I also know that Dhahan Prize is not the only one employing discriminatory values and structures to get desired results, that all literary prizes, more so the big ones, operate on similar basis. For example, we see here in Canada and the USA that most big prizes are awarded to straight middle class white men, protecting the systemic values of racism, sexism, class privilege and homophobia. That it may take years of lobbying, bribes, favors and/or public pressure for someone to win a Sitara-e-Imtiaz in Pakistan or a Sahitya Akademi Award in India, and, that the more ‘outstanding’ talent may never get either. That the Nobel is only awarded when it serves the political interests of the so called ‘Western’ governments. Periodically and as needed, exceptions are made to save the credibility of a program, to increase its profits or to enhance its influence.

Knowing this, why did i expect this prize to be any different? The unique possibility with Dhahan Prize is its physical location where it does not have to work with or through the bureaucracy or the politics of either of the governments of the Punujab. They are independent of the social, religious and financial constraints and limitations of both India and Pakistan. In so being, the Dhahan Prize is in the very best position to build non-discriminatory, non-prejudicial, democratic structures that can spearhead the nurturement of leading-edge literature in Punjabi; to provide a pathway for authors tackling themes tabooed by prevalent South Asian value systems, and to support authors coming from historically disadvantaged groups. But would they or can they do it? I hope that the Dhahan Prize recognizes this as the unique opportunity it is, and resolve to do different and better instead of adding more of the same to an already toxic mix.

I was distraught last year to find that in their media releases and events, the Dhahan Prize stage was repeatedly handed over to an English language fiction writer of Punjabi origin- in the presence of three (of their own) award winning authors. It made me feel disrespected as a Punjabi writer, and in my small way, i responded by changing the emphasis of their media release by choosing another photo and rearranging the text in my event information post on Uddari, and, by participating in the discussion in one of the events. I wonder if, like many others in our community, the organizers also are inwardly ashamed of Punjabi writers writing in Punjabi.

Earlier this year, when i was submitting my novella Keerru to Dhahan Prize, i asked Maqsood Saqib (Pancham and Suchet Kitab Ghar) who had published his second short story collection, if he had submitted it.
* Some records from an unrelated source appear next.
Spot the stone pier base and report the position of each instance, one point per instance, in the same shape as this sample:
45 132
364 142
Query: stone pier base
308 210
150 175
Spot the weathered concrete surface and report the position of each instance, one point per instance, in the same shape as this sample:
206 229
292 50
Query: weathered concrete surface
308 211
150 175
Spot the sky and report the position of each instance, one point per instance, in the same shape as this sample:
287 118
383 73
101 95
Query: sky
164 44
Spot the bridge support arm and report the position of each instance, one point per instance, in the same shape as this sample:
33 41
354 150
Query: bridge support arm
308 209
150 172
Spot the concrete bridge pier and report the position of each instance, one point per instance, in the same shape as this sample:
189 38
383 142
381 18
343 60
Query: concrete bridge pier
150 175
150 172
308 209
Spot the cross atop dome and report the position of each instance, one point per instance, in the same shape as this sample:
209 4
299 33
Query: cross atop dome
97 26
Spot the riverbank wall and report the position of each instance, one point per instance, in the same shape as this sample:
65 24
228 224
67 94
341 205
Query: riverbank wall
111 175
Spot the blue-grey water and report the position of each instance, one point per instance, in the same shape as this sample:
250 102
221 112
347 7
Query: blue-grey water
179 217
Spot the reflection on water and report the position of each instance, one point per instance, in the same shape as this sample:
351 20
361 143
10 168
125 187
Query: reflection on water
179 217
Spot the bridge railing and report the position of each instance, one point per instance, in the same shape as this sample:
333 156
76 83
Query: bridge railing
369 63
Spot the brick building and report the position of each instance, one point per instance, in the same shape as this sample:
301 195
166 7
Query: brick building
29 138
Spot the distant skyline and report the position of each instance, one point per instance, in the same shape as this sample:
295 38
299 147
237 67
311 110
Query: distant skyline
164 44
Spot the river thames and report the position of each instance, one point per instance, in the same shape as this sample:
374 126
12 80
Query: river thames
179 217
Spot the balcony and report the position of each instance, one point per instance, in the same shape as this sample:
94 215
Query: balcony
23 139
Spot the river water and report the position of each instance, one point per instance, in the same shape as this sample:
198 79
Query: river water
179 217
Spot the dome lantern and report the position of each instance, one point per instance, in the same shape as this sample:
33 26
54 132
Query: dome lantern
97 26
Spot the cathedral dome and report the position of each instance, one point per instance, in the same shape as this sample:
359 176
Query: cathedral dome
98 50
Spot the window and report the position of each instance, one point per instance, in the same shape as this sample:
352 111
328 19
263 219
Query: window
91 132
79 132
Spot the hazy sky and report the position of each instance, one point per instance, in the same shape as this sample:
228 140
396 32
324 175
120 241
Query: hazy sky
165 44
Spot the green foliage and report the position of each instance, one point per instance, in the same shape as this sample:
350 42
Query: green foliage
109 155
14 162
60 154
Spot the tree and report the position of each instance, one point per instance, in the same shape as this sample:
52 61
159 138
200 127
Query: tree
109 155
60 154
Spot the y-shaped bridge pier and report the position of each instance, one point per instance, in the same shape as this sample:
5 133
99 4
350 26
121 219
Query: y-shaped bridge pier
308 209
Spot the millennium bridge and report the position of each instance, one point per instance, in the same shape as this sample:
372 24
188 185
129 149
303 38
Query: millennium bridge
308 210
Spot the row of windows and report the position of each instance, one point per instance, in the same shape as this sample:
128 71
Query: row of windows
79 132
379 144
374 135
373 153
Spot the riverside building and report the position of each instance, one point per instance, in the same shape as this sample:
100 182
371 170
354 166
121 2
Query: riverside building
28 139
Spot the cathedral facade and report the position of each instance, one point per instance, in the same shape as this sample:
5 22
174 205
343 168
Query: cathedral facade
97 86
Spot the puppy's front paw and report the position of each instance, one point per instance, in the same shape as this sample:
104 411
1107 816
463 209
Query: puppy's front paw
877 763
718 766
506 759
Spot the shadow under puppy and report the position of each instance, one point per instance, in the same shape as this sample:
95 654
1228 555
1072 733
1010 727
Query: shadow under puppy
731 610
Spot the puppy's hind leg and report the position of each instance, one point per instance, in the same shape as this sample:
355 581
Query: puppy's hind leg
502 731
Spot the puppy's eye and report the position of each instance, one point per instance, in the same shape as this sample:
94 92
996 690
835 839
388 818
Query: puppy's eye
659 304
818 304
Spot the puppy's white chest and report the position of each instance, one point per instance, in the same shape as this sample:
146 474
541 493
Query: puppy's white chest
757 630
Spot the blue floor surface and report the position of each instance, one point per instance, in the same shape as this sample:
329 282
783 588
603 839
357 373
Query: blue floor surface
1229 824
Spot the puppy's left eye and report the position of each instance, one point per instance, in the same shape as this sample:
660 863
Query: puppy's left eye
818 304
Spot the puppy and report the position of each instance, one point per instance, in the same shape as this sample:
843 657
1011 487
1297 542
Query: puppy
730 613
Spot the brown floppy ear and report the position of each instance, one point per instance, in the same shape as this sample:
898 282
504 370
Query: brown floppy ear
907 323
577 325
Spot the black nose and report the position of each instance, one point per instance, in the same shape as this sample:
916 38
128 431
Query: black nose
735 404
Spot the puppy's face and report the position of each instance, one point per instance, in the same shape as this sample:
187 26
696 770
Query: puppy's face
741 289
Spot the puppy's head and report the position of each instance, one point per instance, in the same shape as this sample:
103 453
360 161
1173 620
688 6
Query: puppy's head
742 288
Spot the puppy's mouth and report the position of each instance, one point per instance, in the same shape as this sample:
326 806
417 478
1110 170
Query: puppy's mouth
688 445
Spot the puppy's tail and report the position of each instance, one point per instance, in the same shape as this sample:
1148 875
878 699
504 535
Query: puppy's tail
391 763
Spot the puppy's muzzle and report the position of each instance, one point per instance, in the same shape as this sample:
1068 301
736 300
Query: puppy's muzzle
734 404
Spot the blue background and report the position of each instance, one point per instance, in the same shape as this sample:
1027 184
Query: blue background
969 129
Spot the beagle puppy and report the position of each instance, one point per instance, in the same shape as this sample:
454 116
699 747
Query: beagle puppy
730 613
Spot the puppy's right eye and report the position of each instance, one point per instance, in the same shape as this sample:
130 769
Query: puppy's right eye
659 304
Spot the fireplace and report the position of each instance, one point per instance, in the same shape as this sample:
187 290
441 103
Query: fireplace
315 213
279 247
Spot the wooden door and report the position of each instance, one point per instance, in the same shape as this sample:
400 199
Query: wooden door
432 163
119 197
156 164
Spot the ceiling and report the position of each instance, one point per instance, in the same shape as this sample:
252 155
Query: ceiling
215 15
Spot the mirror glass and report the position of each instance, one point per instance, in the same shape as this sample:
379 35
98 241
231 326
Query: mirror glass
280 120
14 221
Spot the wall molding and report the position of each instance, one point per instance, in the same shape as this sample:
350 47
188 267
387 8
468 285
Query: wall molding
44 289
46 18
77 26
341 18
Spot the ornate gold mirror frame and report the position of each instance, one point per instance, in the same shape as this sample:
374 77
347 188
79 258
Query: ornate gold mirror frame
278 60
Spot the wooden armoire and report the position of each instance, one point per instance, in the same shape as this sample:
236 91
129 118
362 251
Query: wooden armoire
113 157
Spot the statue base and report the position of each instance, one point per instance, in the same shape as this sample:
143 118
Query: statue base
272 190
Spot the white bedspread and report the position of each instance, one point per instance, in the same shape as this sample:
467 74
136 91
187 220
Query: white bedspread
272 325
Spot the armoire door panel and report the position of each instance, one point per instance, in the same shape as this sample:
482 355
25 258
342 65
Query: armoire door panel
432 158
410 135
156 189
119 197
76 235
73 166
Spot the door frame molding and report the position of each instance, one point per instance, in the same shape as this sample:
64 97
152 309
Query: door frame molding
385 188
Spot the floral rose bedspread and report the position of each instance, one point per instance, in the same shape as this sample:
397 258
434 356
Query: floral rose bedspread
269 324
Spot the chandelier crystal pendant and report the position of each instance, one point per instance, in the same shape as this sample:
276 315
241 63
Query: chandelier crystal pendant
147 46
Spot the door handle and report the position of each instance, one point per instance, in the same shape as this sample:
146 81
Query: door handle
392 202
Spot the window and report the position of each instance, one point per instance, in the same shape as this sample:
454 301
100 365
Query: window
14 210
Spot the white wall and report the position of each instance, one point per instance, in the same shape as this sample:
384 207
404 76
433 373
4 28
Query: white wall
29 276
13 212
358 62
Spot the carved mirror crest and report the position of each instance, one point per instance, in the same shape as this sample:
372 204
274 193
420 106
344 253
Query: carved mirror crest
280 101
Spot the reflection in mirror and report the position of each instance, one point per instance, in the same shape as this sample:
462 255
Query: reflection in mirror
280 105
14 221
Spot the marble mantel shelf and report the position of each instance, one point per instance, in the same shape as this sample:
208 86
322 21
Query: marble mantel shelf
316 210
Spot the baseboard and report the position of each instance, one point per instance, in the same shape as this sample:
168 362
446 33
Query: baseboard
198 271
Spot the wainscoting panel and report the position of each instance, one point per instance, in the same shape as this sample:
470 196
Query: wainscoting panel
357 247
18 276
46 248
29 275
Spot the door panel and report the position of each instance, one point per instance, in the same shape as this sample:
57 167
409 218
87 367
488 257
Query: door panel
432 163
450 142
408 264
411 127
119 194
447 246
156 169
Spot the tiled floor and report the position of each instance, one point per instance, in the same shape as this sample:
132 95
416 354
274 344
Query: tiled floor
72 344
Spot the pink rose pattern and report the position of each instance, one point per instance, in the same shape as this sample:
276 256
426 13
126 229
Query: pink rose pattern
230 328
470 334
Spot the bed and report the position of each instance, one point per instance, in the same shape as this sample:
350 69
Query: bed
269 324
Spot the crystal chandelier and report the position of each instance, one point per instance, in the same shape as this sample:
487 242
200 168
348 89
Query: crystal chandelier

His first collection, containing the story ‘Pappu’, is a tone-setter for the narrative of modern short fiction in Shahmukhi. He hadn’t; i asked him why not, and he said something like: ‘literature is not written to win prizes’, and i said, yes indeed it’s not but if a book is already written and there’s a prize then why not submit it. He did not agree. This points to another discomfort. If authors are asked to submit to the prize themselves, not only that it sets up a relationship of ‘patronage’ with the prize but it also means that works by authors such as Saqib, and now myself, will stay out of Dhahan Prize’s lists. I don’t know how in the long run, this ongoing process of ommission will serve Punjabi literature, language or culture.

This is sad, and at this rate, within the first decade of its existence, Dhahan Prize will become well known for generously rewarding mediocrity and opportunism in Punjabi literature- instead of encouraging excellence and ingenuity.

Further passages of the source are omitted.